Fiscal policy and transition risk
This report uses an environmental dynamic stochastic general equilibrium model to analyse how climate policies interact with pre-existing labour and capital taxes. It finds that transition risks depend on policy design, financing choices, and financial frictions, highlighting critical differences between carbon taxes and abatement subsidies.
Please login or join for free to read more.
OVERVIEW
Introduction
The study examines how climate policy interacts with distortionary fiscal policy, potentially leading to transition risk. By transition risk, the authors refer to the economic and financial disruptions along the transition to a low-carbon economy, including policy-induced changes in output and investment.
The authors develop an environmental dynamic stochastic general equilibrium (E-DSGE) model featuring financial frictions and pre-existing labour and capital taxes. The study simulates a carbon tax and an abatement subsidy under three scenarios for returning carbon tax revenue or financing the subsidy: via a lump-sum tax or transfer, adjusting the labour tax, or adjusting the capital tax.
The model also allows financial regulators to introduce green macroprudential policy. This is modelled as taxes or subsidies on banks’ assets, which can differ between green and brown assets, aiming to lower banks’ exposure to brown assets before climate policy is introduced.
Model
The E-DSGE framework features two production sectors: polluting (brown) and non-polluting (green). The household sector includes workers and bankers, where each banker manages a financial intermediary.
The model incorporates a frictional financial sector building on Gertler and Karadi (2011) and pre-existing distortionary taxes on labour and capital. The design enables the analysis of how policy choices and revenue recycling or financing strategies impact economic transitions.
Results
The gross fiscal flow is substantially larger for the carbon tax, representing about 0.21% of GDP, compared to the abatement subsidy, which is about 0.01% of GDP. Both policies are calibrated to achieve an identical 10% reduction in steady-state emissions.

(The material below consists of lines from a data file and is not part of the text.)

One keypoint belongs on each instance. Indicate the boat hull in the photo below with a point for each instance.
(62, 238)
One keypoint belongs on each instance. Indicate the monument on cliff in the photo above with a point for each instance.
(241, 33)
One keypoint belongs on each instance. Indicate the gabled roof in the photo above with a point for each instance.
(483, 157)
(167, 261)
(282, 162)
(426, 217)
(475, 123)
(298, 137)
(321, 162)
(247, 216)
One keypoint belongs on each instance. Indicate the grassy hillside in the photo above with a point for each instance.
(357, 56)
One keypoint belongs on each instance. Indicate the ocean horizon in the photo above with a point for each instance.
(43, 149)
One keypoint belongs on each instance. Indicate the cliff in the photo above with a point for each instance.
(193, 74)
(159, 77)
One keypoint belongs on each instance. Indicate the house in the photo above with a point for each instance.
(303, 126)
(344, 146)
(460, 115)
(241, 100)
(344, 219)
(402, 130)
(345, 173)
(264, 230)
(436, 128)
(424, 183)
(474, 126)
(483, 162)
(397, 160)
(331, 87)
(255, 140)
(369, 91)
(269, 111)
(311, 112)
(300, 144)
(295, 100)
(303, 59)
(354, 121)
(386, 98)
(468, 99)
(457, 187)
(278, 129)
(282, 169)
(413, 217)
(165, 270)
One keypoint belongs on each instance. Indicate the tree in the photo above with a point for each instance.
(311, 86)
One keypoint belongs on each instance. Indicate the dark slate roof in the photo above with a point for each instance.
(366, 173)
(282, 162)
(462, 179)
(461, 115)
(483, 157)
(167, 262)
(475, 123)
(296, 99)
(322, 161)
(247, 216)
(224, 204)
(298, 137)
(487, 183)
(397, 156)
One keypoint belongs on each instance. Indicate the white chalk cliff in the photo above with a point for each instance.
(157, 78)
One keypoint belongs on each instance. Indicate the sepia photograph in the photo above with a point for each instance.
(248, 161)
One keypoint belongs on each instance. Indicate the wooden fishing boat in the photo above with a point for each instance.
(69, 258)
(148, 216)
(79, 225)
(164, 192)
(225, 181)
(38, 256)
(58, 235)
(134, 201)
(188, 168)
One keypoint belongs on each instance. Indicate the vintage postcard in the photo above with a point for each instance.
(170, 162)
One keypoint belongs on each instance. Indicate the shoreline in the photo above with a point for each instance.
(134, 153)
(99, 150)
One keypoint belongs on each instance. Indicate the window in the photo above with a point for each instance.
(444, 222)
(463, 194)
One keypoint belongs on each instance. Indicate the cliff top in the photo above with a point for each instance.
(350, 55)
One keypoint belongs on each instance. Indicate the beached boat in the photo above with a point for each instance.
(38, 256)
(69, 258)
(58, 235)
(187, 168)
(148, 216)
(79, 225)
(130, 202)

For the carbon tax, achieving a 10% emissions reduction requires a tax of about $4.30 per ton of CO2. Recycling carbon tax revenues by cutting labour or capital taxes yields a higher increase in output and is less distortionary than using a lump-sum transfer, both in the steady state and during the transition.
For the abatement subsidy, a 10% reduction in emissions requires an abatement subsidy rate of 67%. The most efficient financing option is a lump-sum transfer. Output reductions during the transition path only emerge when the subsidy is financed by increasing distortionary taxes in the presence of financial frictions.
Financial frictions exacerbate the magnitude of transition effects for the carbon tax, with an impact comparable to the choice of revenue return. Conversely, under the abatement subsidy, detrimental transition effects like output declines occur solely because of financial frictions. Ex-ante green macroprudential policy mitigates transition risk under the carbon tax but has almost no effect under the abatement subsidy.
Conclusion
The research reveals novel trade-offs across climate policy instruments, financing choices, and financial regulation. Transition effects can differ sharply from long-run outcomes, highlighting that financial frictions impact carbon taxes and abatement subsidies differently.
The findings indicate that policymakers must focus on both short-run transition effects and long-run steady-state outcomes. Ignoring short-run implications of policy design, such as the choice of revenue return or subsidy financing, can lead to unanticipated and harmful effects, exacerbating financial instability.